Daneshzand Mohammad, Faezipour Miad, Barkana Buket D
D-BEST Lab, Departments of Computer Science and Engineering and Biomedical Engineering, University of BridgeportBridgeport, CT, United States.
Department of Electrical Engineering, University of BridgeportBridgeport, CT, United States.
Front Comput Neurosci. 2017 Aug 8;11:73. doi: 10.3389/fncom.2017.00073. eCollection 2017.
Deep brain stimulation (DBS) has compelling results in the desynchronization of the basal ganglia neuronal activities and thus, is used in treating the motor symptoms of Parkinson's disease (PD). Accurate definition of DBS waveform parameters could avert tissue or electrode damage, increase the neuronal activity and reduce energy cost which will prolong the battery life, hence avoiding device replacement surgeries. This study considers the use of a charge balanced Gaussian waveform pattern as a method to disrupt the firing patterns of neuronal cell activity. A computational model was created to simulate ganglia cells and their interactions with thalamic neurons. From the model, we investigated the effects of modified DBS pulse shapes and proposed a delay period between the cathodic and anodic parts of the charge balanced Gaussian waveform to desynchronize the firing patterns of the GPe and GPi cells. The results of the proposed Gaussian waveform with delay outperformed that of rectangular DBS waveforms used in experiments. The Gaussian Delay Gaussian (GDG) waveforms achieved lower number of misses in eliciting action potential while having a lower amplitude and shorter length of delay compared to numerous different pulse shapes. The amount of energy consumed in the basal ganglia network due to GDG waveforms was dropped by 22% in comparison with charge balanced Gaussian waveforms without any delay between the cathodic and anodic parts and was also 60% lower than a rectangular charged balanced pulse with a delay between the cathodic and anodic parts of the waveform. Furthermore, by defining a Synchronization Level metric, we observed that the GDG waveform was able to reduce the synchronization of GPi neurons more effectively than any other waveform. The promising results of GDG waveforms in terms of eliciting action potential, desynchronization of the basal ganglia neurons and reduction of energy consumption can potentially enhance the performance of DBS devices.

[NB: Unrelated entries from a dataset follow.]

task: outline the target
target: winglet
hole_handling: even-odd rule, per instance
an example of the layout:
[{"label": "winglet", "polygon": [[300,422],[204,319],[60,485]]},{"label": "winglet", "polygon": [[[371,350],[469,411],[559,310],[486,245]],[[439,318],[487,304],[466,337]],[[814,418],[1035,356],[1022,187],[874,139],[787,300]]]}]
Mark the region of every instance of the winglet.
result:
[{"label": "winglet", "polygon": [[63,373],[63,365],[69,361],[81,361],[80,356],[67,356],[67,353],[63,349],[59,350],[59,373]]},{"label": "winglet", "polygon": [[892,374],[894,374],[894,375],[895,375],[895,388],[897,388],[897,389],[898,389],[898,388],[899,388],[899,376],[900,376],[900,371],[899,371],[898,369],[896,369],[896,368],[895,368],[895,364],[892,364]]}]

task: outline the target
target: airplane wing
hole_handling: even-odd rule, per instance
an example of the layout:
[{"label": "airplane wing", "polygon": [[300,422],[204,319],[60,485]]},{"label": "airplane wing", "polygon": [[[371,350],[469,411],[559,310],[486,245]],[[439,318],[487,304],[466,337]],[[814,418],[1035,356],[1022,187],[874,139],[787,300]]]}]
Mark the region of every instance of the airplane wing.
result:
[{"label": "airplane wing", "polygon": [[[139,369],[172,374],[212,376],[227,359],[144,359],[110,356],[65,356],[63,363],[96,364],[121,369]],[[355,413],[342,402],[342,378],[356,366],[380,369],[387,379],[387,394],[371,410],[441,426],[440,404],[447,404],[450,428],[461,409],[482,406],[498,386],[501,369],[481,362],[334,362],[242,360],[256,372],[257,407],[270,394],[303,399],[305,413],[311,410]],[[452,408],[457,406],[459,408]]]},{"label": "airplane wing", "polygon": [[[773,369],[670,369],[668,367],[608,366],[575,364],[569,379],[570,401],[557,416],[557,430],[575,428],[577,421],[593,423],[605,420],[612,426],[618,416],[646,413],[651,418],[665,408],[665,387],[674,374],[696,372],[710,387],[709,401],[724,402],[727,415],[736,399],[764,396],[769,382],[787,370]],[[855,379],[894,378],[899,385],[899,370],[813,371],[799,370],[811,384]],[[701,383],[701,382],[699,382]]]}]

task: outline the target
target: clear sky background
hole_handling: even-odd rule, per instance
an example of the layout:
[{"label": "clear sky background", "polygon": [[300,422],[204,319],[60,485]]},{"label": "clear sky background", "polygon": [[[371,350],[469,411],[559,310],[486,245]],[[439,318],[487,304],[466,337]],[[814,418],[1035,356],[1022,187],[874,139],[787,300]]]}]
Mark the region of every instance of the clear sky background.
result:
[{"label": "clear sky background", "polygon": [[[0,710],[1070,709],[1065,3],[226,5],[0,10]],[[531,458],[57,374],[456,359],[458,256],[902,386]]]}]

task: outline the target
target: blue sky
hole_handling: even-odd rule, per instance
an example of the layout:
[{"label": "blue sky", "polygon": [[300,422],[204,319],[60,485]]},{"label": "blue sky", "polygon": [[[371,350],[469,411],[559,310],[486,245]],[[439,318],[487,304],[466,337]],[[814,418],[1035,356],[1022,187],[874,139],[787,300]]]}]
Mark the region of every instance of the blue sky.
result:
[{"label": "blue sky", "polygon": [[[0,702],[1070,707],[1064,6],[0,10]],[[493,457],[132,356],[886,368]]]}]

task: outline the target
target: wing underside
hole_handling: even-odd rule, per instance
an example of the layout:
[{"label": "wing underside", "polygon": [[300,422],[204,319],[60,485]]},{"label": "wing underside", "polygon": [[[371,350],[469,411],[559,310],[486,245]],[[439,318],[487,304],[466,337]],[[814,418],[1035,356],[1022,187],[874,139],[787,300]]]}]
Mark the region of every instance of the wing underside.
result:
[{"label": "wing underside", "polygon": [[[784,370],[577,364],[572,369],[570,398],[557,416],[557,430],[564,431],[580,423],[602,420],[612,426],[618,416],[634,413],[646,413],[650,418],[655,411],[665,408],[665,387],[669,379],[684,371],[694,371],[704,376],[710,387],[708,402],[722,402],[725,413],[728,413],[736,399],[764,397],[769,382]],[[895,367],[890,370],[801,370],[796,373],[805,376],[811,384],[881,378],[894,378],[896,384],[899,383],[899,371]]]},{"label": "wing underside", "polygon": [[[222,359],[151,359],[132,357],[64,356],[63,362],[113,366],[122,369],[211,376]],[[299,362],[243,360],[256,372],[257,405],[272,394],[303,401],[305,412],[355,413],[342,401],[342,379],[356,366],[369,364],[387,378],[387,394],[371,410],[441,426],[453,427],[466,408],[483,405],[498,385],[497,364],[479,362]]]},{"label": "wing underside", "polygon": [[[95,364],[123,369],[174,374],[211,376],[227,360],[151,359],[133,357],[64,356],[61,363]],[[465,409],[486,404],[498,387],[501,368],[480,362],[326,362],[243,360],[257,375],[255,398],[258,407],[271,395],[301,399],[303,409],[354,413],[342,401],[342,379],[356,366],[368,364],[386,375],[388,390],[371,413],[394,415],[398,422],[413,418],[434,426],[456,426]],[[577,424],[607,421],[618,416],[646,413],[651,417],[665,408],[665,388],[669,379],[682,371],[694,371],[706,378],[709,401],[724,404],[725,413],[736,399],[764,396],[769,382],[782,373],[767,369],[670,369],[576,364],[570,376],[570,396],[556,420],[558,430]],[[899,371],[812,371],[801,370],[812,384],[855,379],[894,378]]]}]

深部脑刺激(DBS)在使基底神经节神经元活动去同步化方面取得了令人瞩目的成果,因此被用于治疗帕金森病(PD)的运动症状。准确界定DBS波形参数可以避免组织或电极损伤,增强神经元活动并降低能量消耗,从而延长电池寿命,进而避免设备更换手术。本研究考虑使用电荷平衡高斯波形模式作为一种扰乱神经元细胞活动放电模式的方法。创建了一个计算模型来模拟神经节细胞及其与丘脑神经元的相互作用。从该模型中,我们研究了改良的DBS脉冲形状的影响,并提出了电荷平衡高斯波形阴极和阳极部分之间的延迟期,以使苍白球外部(GPe)和苍白球内部(GPi)细胞的放电模式去同步化。所提出的带延迟高斯波形的结果优于实验中使用的矩形DBS波形。与众多不同的脉冲形状相比,高斯延迟高斯(GDG)波形在引发动作电位时漏失次数更少,同时具有更低的幅度和更短的延迟长度。与阴极和阳极部分之间没有任何延迟的电荷平衡高斯波形相比,由于GDG波形在基底神经节网络中消耗的能量减少了22%,并且也比波形阴极和阳极部分之间有延迟的矩形电荷平衡脉冲低60%。此外,通过定义一个同步水平指标,我们观察到GDG波形比任何其他波形都能更有效地降低GPi神经元的同步性。GDG波形在引发动作电位、使基底神经节神经元去同步化和降低能量消耗方面的 promising 结果可能会提高DBS设备的性能。